Encoder-Decoder with Attention

Encoder-Decoder with Attention

We can observer 3 sub-parts/ components in the above diagram:

  • Encoder
  • Attention
  • Decoder



Contains a RNN layer (Can be LSTMs or GRU):
  1. There are 4 inputs: x_{0}, x_{1}, x_{2}, x_{3}
  2. Each input goes through an Embedding Layer.
  3. Each of the input generates a hidden representation.
  4. This generates the outputs for the Encoder: h_{0}, h_{1}, h_{2}, h_{3}


  • Our goal is to generate the context vectors.
  • For example, context vector C_{1} tells us how much importance/ attention should be given the inputs: x_{0}, x_{1}, x_{2}, x_{3}.
  • This layer in turn contains 3 sub parts:
  • Feed Forward Network
  • Softmax Calculation
  • Context vector generation


Feed Forward Network:



Each A_{00}, A_{01}, A_{02}, A_{03} is a simple feed forward neural network with one hidden layer. The input for this feed forward network is:
  • Previous Decoder state
  • Output of Encoder states.

Each unit generates outputs: e_{00}, e_{01}, e_{02}, e_{03}.e_{0i} = g(S_{0}, h_{i}).
 g can be any activation function such as sigmoid, tanh or ReLu.

Softmax Calculation:


softmax calculation

 E_{0i} = \frac{exp(e_{0i})}{\sum_{i=0}^{3}exp(e_{0i})}
These E_{00}, E_{01}, E_{02}, E_{03} are called the attention weights. This is what that decides how much importance should be given to the inputs x_{0}, x_{1}, x_{2}, x_{3}.

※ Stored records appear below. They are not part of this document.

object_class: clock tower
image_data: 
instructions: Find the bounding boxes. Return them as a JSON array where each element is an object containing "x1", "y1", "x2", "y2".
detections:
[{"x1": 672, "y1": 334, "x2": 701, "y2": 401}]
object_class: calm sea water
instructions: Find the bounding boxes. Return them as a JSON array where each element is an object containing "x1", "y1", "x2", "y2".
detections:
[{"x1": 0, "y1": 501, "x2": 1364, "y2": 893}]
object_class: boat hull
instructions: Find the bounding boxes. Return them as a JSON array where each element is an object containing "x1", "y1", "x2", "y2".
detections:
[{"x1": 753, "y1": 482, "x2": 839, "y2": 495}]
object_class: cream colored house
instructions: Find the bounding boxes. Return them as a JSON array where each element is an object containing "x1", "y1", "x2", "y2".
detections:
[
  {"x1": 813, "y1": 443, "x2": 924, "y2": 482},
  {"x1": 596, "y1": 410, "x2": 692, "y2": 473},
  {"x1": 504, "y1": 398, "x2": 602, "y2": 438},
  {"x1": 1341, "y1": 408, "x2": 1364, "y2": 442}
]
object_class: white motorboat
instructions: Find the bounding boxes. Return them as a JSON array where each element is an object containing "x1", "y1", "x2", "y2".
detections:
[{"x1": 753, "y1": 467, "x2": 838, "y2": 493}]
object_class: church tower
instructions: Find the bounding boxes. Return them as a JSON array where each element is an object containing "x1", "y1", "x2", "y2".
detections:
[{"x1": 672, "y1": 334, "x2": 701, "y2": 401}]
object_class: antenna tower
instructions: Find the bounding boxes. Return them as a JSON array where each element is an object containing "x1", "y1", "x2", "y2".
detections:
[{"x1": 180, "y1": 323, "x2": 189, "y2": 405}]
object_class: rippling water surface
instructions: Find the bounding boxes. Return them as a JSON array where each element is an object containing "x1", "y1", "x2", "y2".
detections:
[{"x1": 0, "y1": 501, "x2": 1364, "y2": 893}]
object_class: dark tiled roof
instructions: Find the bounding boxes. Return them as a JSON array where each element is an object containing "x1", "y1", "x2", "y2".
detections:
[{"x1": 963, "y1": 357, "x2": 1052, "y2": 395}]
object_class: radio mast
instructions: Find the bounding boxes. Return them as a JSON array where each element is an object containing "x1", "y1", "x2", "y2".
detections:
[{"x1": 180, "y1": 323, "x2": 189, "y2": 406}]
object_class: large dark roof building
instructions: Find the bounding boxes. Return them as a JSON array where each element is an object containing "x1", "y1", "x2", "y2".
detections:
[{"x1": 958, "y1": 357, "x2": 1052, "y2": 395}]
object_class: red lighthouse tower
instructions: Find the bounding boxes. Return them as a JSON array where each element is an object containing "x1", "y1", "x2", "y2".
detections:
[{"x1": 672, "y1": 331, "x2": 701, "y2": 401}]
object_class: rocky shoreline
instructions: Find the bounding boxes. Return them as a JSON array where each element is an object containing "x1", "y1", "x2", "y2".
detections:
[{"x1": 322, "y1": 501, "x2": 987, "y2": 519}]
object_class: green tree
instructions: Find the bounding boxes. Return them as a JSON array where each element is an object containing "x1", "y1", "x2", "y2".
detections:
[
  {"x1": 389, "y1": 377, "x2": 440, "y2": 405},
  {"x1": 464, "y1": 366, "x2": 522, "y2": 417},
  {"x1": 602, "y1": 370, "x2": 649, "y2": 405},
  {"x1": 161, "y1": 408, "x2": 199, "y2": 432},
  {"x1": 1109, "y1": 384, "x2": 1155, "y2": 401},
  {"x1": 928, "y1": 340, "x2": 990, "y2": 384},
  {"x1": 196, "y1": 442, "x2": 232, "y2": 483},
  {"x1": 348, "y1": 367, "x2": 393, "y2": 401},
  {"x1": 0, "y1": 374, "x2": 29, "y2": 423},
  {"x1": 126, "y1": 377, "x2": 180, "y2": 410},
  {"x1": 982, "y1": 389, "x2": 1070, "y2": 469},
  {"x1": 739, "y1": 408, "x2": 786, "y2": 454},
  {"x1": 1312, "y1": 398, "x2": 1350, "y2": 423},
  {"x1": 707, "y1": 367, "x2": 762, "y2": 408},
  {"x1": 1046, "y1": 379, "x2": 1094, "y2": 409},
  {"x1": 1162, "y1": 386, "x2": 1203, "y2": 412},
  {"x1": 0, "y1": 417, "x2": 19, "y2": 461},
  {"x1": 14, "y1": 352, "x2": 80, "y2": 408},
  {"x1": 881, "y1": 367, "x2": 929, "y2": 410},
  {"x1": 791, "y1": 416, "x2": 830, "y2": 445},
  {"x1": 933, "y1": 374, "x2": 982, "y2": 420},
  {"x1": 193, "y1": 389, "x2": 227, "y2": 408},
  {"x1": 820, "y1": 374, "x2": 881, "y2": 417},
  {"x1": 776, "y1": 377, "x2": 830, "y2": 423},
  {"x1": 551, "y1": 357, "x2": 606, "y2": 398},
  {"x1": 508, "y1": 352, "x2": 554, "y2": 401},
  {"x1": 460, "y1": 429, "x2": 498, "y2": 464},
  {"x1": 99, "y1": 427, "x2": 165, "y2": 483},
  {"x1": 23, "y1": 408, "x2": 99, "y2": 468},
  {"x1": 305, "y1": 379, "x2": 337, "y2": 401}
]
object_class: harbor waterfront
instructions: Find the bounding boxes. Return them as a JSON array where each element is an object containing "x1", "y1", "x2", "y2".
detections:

Contect Vector Generation:

context vector generation

context vector generation

C_{0} = E_{00} \ast h_{0} + E_{01} \ast h_{1} + E_{02} \ast h_{2} + E_{03} \ast h_{3}.
We find C_{1}, C_{2}, C_{3} in the same way and feed it to different RNN units of the Decoder layer.

So this is the final vector which is the product of (Probability Distribution) and (Encoder’s output) which is nothing but the attention paid to the input words.
We feed these Context Vectors to the RNNs of the Decoder layer. Each decoder produces an output which is the translation for the input words.

If we know the true attention weights, E_{ij}‘s then it would have been easier to compute the error and then adjust the parameters to minimise this loss. But in practice, we will not have this. We need someone to manually annotate each word to a set of contributing words. That is not possible.

Then why should this model work?
This is a better model when compared to the others because we are asking the model to make an informed choice. Given enough data, the model should be able to learn these attention weights just as humans do. And indeed these work better than the vanilla Encoder-Decoder models.